By combining the PLLs and LVDS, a designer can increase the bandwidth of the system. For example, consider a switch fabric element with eight clients, two buses per client, eight I/Os per bus and no LVDS-PLL combination. The total number of I/Os is:

8 clients x 2 buses/client x 8 I/Os/bus = 128 I/Os.

If the clock speed is given as 50 MHz, the total throughput is:

128 x 50 MHz = 6.4 Gbits/s.

Next, consider the system with the same system clock and the same number of clients with an LVDS-PLL combination. The total number of I/Os is:

8 clients x 4 buses/client x 2 I/Os/bus = 64 I/Os.

64 I/Os equals 32 LVDS pairs (which can be clocked at 8x the system clock by the PLLs), so the total throughput is:

32 LVDS pairs x 400 MHz = 25.6 Gbits/s.

This result indicates that the LVDS-PLL combination results in a fourfold throughput increase over the non-LVDS-PLL version of the switch fabric.

The on-chip memory that many modern PLDs feature can be used in a number of CMTS-related functions. In the most advanced PLDs, the on-chip embedded-memory blocks can be configured into various memory functions, including FIFOs, RAM, ROM and content-addressable memory (CAM). CAM is useful for symbolic compression and cache tagging and can also be used in payload header suppression to perform tree-search algorithms that look up suppressed header patterns.
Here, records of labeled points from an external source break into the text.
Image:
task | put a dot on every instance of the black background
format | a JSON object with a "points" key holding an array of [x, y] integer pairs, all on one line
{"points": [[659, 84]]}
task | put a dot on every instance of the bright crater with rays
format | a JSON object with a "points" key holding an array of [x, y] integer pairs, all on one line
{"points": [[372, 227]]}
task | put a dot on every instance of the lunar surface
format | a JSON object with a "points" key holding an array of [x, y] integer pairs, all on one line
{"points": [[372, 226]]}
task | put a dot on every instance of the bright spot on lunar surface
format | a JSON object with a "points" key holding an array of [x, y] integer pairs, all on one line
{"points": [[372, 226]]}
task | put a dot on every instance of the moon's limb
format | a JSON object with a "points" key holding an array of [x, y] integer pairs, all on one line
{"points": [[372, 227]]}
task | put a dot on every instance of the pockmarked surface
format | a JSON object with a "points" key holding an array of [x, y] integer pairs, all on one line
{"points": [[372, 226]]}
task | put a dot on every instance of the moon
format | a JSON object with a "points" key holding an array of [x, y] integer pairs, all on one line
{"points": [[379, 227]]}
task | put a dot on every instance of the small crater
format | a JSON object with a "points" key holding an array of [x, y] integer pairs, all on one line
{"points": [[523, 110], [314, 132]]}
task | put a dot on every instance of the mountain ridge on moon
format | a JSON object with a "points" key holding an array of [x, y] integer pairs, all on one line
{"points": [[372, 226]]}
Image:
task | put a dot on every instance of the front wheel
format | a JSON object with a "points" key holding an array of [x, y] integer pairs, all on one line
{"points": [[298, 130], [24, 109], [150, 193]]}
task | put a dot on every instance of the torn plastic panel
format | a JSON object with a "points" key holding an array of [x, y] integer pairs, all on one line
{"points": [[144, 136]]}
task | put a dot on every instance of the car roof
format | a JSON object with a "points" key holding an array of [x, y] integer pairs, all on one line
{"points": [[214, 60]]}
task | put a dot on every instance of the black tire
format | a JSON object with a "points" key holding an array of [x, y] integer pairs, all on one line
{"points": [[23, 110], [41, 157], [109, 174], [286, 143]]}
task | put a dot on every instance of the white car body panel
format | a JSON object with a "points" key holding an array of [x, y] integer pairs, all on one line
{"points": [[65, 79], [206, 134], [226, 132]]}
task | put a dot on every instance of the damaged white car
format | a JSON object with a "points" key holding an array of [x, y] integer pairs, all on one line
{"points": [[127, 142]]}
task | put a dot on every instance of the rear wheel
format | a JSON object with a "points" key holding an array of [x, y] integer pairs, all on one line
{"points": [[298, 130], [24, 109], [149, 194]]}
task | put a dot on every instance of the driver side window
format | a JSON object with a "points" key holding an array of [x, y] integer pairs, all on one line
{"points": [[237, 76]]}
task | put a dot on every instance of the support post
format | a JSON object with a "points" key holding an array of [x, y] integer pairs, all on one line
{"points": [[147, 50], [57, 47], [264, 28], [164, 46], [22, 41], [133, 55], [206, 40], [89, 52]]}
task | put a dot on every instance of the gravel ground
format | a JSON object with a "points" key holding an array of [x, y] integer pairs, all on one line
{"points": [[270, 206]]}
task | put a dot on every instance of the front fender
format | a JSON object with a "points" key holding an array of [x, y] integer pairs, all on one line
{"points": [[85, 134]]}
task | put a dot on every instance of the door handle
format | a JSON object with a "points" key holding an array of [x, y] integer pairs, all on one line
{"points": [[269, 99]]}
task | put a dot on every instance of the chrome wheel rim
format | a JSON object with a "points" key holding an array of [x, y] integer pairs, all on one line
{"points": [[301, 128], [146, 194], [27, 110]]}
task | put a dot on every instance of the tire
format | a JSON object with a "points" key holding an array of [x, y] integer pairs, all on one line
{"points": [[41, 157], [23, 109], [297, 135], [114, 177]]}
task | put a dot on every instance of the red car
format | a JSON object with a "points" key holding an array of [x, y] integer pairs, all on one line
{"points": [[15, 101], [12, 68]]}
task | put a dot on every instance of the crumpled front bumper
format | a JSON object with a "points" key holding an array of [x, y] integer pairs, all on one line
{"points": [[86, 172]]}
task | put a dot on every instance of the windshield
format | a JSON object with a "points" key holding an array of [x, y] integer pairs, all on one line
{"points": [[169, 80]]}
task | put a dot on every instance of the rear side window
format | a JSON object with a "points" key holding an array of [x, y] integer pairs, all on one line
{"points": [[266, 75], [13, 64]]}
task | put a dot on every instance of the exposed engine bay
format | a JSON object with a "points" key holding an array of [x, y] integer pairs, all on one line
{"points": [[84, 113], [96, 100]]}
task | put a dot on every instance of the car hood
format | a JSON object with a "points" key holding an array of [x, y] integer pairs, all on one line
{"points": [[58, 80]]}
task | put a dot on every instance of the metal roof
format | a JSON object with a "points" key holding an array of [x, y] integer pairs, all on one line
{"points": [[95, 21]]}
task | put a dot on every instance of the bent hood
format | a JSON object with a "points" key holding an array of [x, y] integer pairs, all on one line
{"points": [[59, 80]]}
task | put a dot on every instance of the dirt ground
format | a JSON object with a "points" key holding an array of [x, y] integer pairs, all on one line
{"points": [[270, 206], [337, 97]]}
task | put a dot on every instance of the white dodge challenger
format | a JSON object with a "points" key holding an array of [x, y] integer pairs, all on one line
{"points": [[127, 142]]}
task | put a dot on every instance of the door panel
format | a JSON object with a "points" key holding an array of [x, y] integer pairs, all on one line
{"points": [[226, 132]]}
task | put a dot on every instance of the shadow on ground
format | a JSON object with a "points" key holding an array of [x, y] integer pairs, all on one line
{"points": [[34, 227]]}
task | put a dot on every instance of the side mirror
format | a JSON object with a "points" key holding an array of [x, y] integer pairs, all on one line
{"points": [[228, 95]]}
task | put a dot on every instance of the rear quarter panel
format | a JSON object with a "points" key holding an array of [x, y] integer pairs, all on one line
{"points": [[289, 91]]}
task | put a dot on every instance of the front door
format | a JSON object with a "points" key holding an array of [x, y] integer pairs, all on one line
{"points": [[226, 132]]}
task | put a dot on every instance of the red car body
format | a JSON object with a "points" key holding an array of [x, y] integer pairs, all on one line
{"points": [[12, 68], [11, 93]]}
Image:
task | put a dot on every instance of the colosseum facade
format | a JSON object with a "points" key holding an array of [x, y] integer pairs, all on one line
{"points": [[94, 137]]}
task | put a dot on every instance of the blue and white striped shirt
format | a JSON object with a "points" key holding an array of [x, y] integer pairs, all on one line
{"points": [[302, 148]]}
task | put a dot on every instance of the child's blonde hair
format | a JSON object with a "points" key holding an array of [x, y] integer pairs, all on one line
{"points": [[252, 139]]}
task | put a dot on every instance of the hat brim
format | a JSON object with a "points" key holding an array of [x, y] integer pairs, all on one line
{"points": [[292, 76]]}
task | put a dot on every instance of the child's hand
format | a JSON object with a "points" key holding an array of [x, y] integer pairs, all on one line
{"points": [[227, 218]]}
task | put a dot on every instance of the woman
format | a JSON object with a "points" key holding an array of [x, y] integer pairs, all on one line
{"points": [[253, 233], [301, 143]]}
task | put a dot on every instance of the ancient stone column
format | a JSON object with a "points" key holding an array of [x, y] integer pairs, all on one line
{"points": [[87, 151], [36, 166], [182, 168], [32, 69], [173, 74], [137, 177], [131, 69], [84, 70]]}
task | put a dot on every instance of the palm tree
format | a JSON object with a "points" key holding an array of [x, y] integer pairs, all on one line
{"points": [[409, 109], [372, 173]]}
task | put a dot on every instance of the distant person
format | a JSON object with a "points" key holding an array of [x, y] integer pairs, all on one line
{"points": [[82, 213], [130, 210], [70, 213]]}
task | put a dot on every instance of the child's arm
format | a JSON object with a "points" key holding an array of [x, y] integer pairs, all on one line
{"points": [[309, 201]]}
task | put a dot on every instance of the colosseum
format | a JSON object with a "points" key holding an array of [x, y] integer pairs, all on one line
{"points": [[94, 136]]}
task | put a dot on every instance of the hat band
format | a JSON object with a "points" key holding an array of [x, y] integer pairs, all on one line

In cases where the size of the on-board CAM is inadequate, the PLD vendor provides reference designs to help interface to larger, external CAM devices.

By combining a PLD's on-board memory blocks with the clock-multiplication capabilities of the PLLs, several useful Docsis-related functions can be created. For example, dual-clocked FIFOs can be used to store incoming Ethernet frames and convert them to 8- or 4-bit widths as necessary. In this case, an input clock writes the 16-bit frames into the FIFO and a 2x or 4x version of the input clock reads the data out into a 2-to-1 or 4-to-1 mux (also controlled by the multiplied clock), which outputs 8-bit or 4-bit values.

A dual-port RAM combined with a PLL can provide clock domain transformation, where data is written to the RAM with one clock and read out with a multiplied version of the clock.

Finally, a PLL and a dual-port RAM can also perform data manipulation like single-cycle read-modify writes, where a FIFO is written to at twice the rate it is read from. On every other write clock cycle, unmodified data is written to the FIFO; on the other write clock cycles, the data is read out, modified with a mask value and written back.

The expected advances in programmable logic, including higher performance, more and faster I/O, increased memory and, of course, greater density will keep PLDs well-suited for cable modem processing tasks.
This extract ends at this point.